I have to show that $D(U\rho U^\dagger, U,\sigma U^\dagger) = D(\sigma, \rho)$, where $D(\sigma, \rho) = \frac{1}{2}$Tr $|\sigma-\rho|$.
Starting off, $D(U\rho U^\dagger, U,\sigma U^\dagger) = \frac{1}{2}$ Tr |$U\rho U^\dagger, U,\sigma U^\dagger$| = $\frac{1}{2}$ Tr |$U(\rho-\sigma)U^\dagger$|.
Now, because |$UAU^\dagger$| = $U$|$A$|$U^\dagger$ for an operator $A$, we have the distance above reduces to
$\frac{1}{2}$ Tr |$U(\rho-\sigma)U^\dagger$| = $\frac{1}{2}$ Tr$(U$|$\rho-\sigma$|$U^\dagger)$.
This is where I get stuck.
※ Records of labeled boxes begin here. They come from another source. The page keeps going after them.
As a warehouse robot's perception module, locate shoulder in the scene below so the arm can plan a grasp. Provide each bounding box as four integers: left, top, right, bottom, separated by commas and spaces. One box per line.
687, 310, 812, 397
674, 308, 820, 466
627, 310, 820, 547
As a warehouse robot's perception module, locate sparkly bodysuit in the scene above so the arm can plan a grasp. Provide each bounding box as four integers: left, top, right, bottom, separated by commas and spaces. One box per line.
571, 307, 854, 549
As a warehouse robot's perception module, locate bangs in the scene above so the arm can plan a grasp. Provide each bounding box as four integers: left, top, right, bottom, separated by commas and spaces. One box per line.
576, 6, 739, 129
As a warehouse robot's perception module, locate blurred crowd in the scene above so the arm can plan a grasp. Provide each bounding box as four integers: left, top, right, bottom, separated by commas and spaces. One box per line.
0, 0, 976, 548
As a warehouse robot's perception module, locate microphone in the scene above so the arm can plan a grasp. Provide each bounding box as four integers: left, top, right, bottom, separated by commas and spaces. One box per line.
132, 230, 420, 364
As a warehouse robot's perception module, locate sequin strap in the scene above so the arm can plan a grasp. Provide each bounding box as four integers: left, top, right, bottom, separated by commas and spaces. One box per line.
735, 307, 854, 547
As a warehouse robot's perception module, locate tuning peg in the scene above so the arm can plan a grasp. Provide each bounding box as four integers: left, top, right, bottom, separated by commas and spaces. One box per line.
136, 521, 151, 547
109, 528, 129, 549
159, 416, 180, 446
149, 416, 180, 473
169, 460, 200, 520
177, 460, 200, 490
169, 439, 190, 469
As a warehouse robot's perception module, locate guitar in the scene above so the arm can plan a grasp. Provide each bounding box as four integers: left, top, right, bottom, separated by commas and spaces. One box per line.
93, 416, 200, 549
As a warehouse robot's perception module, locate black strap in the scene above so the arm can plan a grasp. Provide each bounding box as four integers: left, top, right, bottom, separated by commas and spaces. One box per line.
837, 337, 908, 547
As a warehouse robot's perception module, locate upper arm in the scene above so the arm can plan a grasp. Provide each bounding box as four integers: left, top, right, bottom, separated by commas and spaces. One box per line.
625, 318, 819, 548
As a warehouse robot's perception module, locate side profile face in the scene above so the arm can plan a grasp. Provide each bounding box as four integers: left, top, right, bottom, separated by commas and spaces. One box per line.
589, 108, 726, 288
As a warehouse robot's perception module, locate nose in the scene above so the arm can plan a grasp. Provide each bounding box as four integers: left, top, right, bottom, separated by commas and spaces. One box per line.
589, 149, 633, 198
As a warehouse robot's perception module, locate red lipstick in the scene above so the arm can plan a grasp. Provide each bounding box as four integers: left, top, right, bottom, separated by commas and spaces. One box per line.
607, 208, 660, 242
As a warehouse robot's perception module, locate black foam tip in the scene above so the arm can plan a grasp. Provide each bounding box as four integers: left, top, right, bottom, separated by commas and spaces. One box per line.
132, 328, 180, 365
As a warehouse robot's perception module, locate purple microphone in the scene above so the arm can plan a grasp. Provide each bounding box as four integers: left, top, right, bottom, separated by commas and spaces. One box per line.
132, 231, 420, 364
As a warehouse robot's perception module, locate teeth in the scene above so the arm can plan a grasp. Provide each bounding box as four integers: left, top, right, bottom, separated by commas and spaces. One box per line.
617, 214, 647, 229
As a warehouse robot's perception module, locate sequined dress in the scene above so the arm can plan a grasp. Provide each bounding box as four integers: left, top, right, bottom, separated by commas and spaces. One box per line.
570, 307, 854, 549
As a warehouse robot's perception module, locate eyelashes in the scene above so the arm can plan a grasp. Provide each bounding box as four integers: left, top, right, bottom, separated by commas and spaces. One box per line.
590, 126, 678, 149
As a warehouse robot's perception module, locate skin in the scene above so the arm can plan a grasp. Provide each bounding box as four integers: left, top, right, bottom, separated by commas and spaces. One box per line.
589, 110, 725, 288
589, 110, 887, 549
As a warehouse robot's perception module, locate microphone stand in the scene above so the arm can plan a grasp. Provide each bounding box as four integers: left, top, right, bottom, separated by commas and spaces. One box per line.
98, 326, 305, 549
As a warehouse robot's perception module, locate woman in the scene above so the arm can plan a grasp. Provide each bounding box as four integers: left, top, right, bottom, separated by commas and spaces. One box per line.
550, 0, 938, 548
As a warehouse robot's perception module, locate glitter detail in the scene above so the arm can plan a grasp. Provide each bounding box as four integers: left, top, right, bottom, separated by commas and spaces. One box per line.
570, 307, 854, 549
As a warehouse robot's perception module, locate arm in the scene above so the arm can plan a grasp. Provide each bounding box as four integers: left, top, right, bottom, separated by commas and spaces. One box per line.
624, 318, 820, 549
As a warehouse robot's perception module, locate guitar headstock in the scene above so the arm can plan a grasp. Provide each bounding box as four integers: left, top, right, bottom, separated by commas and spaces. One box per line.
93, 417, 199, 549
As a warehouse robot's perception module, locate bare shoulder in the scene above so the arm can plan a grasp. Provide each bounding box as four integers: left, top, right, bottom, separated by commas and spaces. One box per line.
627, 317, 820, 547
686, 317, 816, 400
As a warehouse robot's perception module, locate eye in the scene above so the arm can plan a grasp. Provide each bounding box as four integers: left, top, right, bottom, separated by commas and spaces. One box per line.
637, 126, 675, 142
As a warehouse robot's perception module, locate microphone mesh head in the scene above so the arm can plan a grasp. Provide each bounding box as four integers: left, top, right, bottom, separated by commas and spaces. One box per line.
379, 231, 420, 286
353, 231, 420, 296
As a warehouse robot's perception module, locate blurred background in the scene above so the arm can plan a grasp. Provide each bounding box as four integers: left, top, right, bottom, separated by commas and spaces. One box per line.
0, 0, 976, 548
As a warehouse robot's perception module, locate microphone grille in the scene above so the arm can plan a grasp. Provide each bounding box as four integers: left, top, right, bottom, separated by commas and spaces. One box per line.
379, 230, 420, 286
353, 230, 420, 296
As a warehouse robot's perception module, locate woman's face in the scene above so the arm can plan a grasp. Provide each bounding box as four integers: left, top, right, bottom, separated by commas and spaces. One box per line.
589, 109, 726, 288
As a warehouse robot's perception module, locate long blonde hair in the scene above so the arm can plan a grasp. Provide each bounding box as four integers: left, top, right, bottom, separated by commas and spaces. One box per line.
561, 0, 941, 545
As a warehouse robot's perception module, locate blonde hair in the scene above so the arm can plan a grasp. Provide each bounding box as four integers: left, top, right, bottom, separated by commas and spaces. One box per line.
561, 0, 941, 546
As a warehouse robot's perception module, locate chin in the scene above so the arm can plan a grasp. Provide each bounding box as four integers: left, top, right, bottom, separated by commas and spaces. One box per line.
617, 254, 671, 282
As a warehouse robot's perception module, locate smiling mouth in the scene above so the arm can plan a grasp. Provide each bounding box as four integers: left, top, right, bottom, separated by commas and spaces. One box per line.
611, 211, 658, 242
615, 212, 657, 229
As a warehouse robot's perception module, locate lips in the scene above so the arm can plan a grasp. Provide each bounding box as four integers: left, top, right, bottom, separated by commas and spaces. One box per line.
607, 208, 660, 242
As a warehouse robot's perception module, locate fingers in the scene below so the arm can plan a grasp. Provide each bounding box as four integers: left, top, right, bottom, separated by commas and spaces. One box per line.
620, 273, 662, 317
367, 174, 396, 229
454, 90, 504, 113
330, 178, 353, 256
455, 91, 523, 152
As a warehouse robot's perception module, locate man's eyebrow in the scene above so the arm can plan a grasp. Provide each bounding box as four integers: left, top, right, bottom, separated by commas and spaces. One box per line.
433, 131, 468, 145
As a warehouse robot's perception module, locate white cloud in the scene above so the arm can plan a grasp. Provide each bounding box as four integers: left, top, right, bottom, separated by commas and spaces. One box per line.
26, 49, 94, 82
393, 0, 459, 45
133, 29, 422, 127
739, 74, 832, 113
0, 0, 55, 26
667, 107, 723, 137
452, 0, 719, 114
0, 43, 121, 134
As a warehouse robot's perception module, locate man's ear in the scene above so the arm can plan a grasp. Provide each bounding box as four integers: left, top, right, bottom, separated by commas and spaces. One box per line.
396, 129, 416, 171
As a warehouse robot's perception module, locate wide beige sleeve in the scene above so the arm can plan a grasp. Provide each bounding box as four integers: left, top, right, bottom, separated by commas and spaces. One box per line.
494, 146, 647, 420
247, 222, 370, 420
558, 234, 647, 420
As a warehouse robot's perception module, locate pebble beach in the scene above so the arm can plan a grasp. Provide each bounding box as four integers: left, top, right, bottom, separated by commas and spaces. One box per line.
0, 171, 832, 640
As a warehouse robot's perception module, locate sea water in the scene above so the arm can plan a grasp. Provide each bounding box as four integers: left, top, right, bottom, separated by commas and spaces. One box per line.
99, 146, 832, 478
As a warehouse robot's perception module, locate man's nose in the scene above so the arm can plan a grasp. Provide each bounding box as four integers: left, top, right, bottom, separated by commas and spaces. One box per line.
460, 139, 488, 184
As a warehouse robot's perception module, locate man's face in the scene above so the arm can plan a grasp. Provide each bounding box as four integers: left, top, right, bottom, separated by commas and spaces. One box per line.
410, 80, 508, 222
I do not know how to conclude that this expression is equivalent to $D(\rho,\sigma)$.
Again, any clarification on the last bit (or any pointing out of any mistakes I made) would be greatly appreciated.
Using the identity $\operatorname{Tr}(AB)=\operatorname{Tr}(BA)$, which holds whenever the products $AB$ and $BA$ are defined, one gets for any square matrix $X$ and invertible matrix $U$ $$\operatorname{Tr}(UXU^{-1})=\operatorname{Tr}(XU^{-1}U)=\operatorname{Tr}(X).$$ Your case reduces to this one, as $U^{-1}=U^\dagger$ for a unitary matrix $U$.